Behandlungsverfahren

 

Verhaltenstherapie
Die Verhaltenstherapie (VT) ist ein psychotherapeutisches Verfahren, dessen Grundidee sehr vereinfacht formuliert besagt, dass störungsbedingtes Verhalten gelernt wurde und dementsprechend auch wieder verlernt werden kann.  Mit der sog. Verhaltensanalyse kann ein Problem im therapeutischen Gespräch sehr differenziert analysiert und entsprechende Interventionen können gemeinsam abgeleitet werden. Entgegen landläufiger Vorstellungen beschäftigt sich die VT auch mit der biografischen Entstehung und Aufrechterhaltung eines Problems oder einer Störung.  Zahlreiche Techniken zielen darauf ab, das Verhalten oder auch sog. dysfunktionale Einstellungen zu verändern. Manche wurden sehr gezielt für bestimmte Störungen entwickelt, so auch für sexuelle Störungen, andere helfen bei Problemen in den Bereichen Kommunikation,Selbstbehauptung und Selbstregulation.

Gestalttherapie
Die Gestalttherapie ist ein auf der humanistischen Psychologie gründendes psychotherapeutisches Verfahren. Im Mittelpunkt steht die Entwicklung und Verfeinerung der Bewusstheit aller gerade zugänglichen Gefühle, Gedanken, Empfindungen und Verhaltensimpulse. Durch die direkte Arbeit im Hier und Jetzt und in der Beziehung des Patienten zum Therapeuten können bestehende Kontaktstörungen zu sich selbst und zur Umwelt wahrgenommen und bearbeitet werden. Viele gestalttherapeutische Techniken zielen folglich darauf ab, die Bewusstheit über die eigenen Wahrnehmungen und das Erleben zu fördern, etwa wenn ich Sie auffordere, bestimmte Aussagen zu wiederholen, diese lauter zu sagen, eine entsprechende Körperhaltung einzunehmen oder eine Bewegung dazu zu machen. Eine besonders bekannte Technik ist die Arbeit mit dem "leerenStuhl", die ich häufig anbiete.

Psychodrama
Im Psychodrama, das ursprünglich als gruppentherapeutisches Verfahren entwickelt wurde, werden, allgemein ausgedrückt, Verhaltensweisen "in Szene" gesetzt. In jedem Menschen, so die psychodramatische Grundannahme, schlummert ein kreatives Potenzial, das uns bei der Umsetzung unserer sozialen und psychischen Rollen hilft, uns mit den sich ändernden Anforderungen der Umwelt zurechtzufinden. Spezifische Techniken wie Doppeln, Spiegeln, Rollentausch, Sharing, Feedback etc. sind deshalb darauf angelegt, Kreativität und Spontanität zu aktivieren, um festgefahrene Rollenmuster zu überwinden.

Körperpsychotherapie
Es gibt eine Reihe verschiedener Formen der Körperpsychotherapie, deren gemeinsamer Nenner in der Annahme besteht, dass Körper und Psyche eine untrennbare Einheit bilden. Im therapeutischen Prozess wird deshalb dem körperlichen Erleben eine hohe Aufmerksamkeit geschenkt, insbesondere um frühkindliche und kindliche Erinnerungen zu wecken und sie mit dem entsprechenden Konfliktmaterial dem Bewusstsein zugänglich und bearbeitbar zu machen. Oftmals ist diese Arbeit im Vorfeld angstbesetzt. Katharthische Erfahrungen, die dabei nicht selten auftreten, wirken sehr heilsam.

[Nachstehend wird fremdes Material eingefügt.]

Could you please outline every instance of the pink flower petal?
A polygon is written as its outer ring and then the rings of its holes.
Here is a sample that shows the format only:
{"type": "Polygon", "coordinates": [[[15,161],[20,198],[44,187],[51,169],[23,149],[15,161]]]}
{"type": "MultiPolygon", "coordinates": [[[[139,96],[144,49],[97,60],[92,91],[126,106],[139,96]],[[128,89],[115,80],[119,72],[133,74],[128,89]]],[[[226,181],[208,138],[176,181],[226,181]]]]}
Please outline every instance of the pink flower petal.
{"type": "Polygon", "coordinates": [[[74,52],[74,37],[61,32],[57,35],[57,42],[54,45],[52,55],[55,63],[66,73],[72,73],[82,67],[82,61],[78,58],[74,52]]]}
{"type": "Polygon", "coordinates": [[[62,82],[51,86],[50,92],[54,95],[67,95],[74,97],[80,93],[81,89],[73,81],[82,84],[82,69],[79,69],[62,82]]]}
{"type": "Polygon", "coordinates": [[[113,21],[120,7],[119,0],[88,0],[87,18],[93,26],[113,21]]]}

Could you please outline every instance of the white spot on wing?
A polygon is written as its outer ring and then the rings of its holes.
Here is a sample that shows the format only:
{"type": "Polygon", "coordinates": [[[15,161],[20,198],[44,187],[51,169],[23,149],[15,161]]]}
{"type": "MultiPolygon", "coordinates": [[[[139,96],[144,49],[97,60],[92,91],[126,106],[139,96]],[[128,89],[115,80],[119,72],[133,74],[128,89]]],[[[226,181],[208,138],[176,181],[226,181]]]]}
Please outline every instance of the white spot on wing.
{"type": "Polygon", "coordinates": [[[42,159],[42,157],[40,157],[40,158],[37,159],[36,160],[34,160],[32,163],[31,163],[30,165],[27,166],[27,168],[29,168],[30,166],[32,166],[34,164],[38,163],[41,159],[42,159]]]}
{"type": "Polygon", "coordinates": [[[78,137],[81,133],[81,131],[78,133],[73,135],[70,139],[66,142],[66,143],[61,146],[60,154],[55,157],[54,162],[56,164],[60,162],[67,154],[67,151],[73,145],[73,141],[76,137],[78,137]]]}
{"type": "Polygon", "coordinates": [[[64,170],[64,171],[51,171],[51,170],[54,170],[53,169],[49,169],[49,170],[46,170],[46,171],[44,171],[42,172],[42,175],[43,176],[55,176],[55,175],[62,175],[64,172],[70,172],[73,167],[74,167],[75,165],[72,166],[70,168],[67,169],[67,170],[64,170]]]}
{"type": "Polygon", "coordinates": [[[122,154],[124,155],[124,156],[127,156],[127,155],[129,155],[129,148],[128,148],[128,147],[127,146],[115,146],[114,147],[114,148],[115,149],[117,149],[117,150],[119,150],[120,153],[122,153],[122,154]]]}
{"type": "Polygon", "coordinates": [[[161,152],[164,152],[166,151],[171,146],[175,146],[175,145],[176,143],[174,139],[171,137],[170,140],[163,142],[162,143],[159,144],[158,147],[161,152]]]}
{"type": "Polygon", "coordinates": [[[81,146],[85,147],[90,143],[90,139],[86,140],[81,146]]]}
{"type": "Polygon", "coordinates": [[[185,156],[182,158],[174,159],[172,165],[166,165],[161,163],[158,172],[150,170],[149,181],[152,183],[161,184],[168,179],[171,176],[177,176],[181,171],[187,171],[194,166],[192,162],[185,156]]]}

Arbeit mit kreativen Medien
Ein wichtiger Bestandteil meiner therapeutischen Arbeit ist das Angebot, mit kreativen Medien, insbesondere mit Malen und Schreiben, zu experimentieren. Ziel dabei ist nicht, Kunst zu produzieren. Vielmehr geht es darum, den aufkommenden "inneren Bildern" im Rahmen eines aktivierten Themas eine Ausdrucksform zu verleihen. Die unmittelbare sinnliche Präsenz, wie sie sich zum Beispiel in den gemalten Bildern der "inneren lustvollen Frau" in den Frauengruppen entfaltet, eröffnet vielfältige
therapeutische Optionen (Resonanzen wahrnehmen, in einen Dialog treten, in Identifikationen gehen, mit Verwandlungen experimentieren etc.).